例えば、普通に大学に入れたり、アパルトヘイトがなくなったり、オバマ大統領が誕生したり、なんとなく、アフロ・アメリカンを取り巻く状況は時代とともに「良くなってる」と思ったんだけど、この映画を見るとそうでもないんだなと。
まるでテンプレートのように、邪悪な白人警官がいて(もちろん、個人間で邪悪のグラデーションはあるけど)、理由もなく、ごく普通に生きてる黒人を殺す。帰ってくれ、息ができない、話を聴いてくれ、という要望は通らない。公権力が殺す。
まあ、よく聞く話。どテンプレート。これが抽出されたドラマではなくて、実際の話に基づいていることに、気が重くなった。
同じように気が重くなる「フルートベール駅で」で描かれるのは、20年以上前のこと。キャサリン・ビグローの「デトロイト」は1967年だから50年以上の前。「キラーズオブフラワームーン」とか「ウォッチマン」で描かれるタルサ暴動は100年以上前。まあ、描かれる内容は何も変わってない。むしろ、「キリング・オブ・ケネス・チェンバレン」は不快な事実が積み重なって伝統芸能の域に洗練された黒人虐待なんじゃないかと思うくらいだった。
でも、だからこそ、こういう映画を作り続けて、観続けて、粘り強く、さりげなく個人でいい方向に向かっていかないといけないんだろな、と改めて思いました。
映画としては、テンポやカット割りが良くて、スリリングな舞台劇を見ているみたい。この監督の映画、次もみたい。ポール・グリーングラスが「ブラッディ・サンデー」のあとに「ボーン・スプレマシー」撮ったような展開になると嬉しい。
あと、とても演劇的だったので実際だれか戯曲にしてくれると面白そう。
まあ、こんなことが言えるのはこれがアメリカの問題だからなんだと思う。でも実際こういう公権力と弱者の問題は、日本でも頻繁に目にするようになってきたんじゃないかと実感する。
入管の問題ってまさにこの力関係だな、と思うし。「牛久」とか「マイスモールランド」みたいな映画も、もりもり出てきてるし。

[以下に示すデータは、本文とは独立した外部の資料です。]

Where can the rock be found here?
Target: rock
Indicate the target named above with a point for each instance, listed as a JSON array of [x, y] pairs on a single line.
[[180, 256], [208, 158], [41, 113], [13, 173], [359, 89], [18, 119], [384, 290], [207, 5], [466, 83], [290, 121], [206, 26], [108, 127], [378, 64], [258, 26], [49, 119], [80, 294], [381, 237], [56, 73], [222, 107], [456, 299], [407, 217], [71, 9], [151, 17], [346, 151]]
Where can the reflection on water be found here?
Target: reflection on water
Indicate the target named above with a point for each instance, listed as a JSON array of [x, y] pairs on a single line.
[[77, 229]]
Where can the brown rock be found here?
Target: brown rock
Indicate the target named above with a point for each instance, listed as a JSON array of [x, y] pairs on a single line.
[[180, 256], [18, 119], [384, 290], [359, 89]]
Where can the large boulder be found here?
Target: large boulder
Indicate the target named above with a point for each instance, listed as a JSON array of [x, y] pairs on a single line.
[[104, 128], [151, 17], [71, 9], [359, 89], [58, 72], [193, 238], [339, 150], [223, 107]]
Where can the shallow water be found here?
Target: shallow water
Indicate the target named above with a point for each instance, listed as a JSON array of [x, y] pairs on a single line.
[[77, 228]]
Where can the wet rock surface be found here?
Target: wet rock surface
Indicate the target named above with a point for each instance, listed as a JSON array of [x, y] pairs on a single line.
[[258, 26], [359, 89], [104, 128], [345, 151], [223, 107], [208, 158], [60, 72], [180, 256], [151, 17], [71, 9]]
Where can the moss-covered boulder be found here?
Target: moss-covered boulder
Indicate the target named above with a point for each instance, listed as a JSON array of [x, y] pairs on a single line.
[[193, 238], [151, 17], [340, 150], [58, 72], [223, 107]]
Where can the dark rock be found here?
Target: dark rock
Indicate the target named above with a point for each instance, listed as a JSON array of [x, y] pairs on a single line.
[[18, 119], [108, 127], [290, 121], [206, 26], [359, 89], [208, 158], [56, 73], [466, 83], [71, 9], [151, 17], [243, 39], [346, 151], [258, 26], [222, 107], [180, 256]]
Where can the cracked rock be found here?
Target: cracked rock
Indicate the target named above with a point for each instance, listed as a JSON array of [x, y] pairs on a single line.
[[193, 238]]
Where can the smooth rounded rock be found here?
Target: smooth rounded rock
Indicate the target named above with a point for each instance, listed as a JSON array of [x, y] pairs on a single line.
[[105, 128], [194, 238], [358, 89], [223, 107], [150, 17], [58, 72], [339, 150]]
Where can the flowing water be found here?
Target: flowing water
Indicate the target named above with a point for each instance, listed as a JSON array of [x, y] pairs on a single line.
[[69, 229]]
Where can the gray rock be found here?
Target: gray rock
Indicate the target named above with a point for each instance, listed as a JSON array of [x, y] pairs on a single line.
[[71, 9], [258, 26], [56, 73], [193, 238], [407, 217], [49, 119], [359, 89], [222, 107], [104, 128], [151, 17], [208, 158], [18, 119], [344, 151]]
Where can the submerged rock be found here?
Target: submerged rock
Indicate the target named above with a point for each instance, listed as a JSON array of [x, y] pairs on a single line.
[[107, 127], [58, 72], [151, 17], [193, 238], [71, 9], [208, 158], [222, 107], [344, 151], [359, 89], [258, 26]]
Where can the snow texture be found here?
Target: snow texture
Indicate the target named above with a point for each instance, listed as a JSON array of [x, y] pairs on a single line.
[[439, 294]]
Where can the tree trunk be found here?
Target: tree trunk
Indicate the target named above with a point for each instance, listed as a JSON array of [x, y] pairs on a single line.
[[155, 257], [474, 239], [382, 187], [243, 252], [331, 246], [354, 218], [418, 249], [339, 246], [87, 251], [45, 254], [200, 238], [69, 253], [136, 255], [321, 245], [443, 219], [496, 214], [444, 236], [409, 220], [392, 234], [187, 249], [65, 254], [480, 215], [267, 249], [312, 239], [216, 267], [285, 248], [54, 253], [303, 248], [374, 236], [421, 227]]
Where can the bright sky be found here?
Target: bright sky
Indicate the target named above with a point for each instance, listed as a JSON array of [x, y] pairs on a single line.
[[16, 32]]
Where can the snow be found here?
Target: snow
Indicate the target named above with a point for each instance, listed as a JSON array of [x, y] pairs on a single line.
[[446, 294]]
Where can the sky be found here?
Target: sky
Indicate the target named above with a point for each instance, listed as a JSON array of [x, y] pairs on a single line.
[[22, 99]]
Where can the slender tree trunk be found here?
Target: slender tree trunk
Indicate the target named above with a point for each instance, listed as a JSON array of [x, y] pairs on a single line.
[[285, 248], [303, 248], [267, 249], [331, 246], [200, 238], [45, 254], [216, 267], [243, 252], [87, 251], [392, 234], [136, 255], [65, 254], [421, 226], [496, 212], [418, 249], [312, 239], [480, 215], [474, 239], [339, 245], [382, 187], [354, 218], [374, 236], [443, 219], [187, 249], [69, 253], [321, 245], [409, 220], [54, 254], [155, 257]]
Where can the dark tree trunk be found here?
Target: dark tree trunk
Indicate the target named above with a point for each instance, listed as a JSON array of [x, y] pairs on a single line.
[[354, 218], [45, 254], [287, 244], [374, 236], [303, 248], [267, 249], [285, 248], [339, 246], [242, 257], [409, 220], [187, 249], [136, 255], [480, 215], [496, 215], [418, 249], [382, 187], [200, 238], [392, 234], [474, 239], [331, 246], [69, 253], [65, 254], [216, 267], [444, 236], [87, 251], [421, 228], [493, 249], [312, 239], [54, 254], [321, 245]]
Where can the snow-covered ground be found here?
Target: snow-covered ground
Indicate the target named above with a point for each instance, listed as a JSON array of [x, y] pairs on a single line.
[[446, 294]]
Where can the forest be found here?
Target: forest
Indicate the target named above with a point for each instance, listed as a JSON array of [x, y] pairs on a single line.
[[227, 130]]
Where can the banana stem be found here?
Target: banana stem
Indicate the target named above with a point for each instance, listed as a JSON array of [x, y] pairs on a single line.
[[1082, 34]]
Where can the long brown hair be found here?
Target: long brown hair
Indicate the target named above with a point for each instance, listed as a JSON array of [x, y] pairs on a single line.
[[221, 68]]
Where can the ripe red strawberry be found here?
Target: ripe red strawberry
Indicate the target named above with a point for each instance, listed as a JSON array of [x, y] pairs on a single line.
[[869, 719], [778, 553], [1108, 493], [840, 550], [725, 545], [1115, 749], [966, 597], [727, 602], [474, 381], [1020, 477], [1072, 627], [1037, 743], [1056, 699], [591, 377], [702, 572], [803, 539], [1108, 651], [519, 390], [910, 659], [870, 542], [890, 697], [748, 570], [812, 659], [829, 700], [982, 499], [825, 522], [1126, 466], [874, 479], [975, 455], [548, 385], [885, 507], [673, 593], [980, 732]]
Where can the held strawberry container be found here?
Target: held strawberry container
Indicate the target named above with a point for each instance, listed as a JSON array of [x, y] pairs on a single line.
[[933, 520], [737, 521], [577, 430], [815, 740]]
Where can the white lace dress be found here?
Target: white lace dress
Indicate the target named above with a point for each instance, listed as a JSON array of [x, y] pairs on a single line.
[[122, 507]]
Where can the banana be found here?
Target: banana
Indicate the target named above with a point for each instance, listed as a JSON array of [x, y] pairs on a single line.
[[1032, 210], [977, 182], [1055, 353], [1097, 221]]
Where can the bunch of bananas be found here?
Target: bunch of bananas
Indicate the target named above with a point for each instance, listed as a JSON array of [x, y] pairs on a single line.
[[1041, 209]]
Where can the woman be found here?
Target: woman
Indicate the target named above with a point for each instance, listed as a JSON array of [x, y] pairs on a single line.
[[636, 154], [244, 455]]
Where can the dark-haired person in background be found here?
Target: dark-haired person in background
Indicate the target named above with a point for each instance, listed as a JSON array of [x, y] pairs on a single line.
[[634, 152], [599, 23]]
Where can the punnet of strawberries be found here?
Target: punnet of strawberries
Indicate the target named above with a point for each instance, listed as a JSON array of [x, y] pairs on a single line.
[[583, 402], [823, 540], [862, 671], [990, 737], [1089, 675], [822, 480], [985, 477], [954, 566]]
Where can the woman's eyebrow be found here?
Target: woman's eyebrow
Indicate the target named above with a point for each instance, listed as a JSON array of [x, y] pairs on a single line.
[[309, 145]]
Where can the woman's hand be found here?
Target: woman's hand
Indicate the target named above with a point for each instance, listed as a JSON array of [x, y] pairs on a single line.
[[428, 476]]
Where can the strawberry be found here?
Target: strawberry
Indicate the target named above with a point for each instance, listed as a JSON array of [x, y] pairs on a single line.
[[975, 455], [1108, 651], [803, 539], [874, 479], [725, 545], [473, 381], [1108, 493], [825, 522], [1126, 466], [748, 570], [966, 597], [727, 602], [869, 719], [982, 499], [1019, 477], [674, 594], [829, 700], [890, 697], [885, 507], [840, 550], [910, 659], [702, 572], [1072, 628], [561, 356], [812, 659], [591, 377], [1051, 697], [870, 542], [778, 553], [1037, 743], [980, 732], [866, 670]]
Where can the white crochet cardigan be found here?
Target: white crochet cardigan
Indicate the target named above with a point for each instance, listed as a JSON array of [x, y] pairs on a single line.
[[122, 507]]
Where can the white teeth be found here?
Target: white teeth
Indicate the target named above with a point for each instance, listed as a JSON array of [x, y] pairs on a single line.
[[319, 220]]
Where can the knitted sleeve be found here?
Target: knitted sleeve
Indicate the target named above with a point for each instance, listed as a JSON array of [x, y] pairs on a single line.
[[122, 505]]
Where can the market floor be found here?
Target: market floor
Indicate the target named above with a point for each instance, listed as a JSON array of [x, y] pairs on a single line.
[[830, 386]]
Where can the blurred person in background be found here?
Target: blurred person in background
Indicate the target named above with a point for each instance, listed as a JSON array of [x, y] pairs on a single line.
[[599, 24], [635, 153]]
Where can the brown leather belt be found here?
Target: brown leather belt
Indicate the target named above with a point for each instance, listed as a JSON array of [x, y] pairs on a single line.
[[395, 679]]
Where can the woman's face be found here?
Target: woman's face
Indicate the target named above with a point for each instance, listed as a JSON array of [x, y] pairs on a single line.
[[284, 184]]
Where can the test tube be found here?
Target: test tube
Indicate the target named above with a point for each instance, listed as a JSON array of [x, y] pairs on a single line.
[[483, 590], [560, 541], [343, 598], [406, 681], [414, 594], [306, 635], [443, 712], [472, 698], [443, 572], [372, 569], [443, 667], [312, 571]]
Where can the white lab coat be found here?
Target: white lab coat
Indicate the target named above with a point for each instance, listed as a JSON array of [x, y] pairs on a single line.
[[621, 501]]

実際、「フルートベール駅で」を見たときよりも、見終わったときの肌感が強かったし。
https://shueisha.online/entertainment/172281?page=3
日本の映画もこんな事やってないで、粘り強く「キリング・オブ・ケネス・チェンバレン」みたいな映画を作ってほしいなと、偉そうにも思ってみました。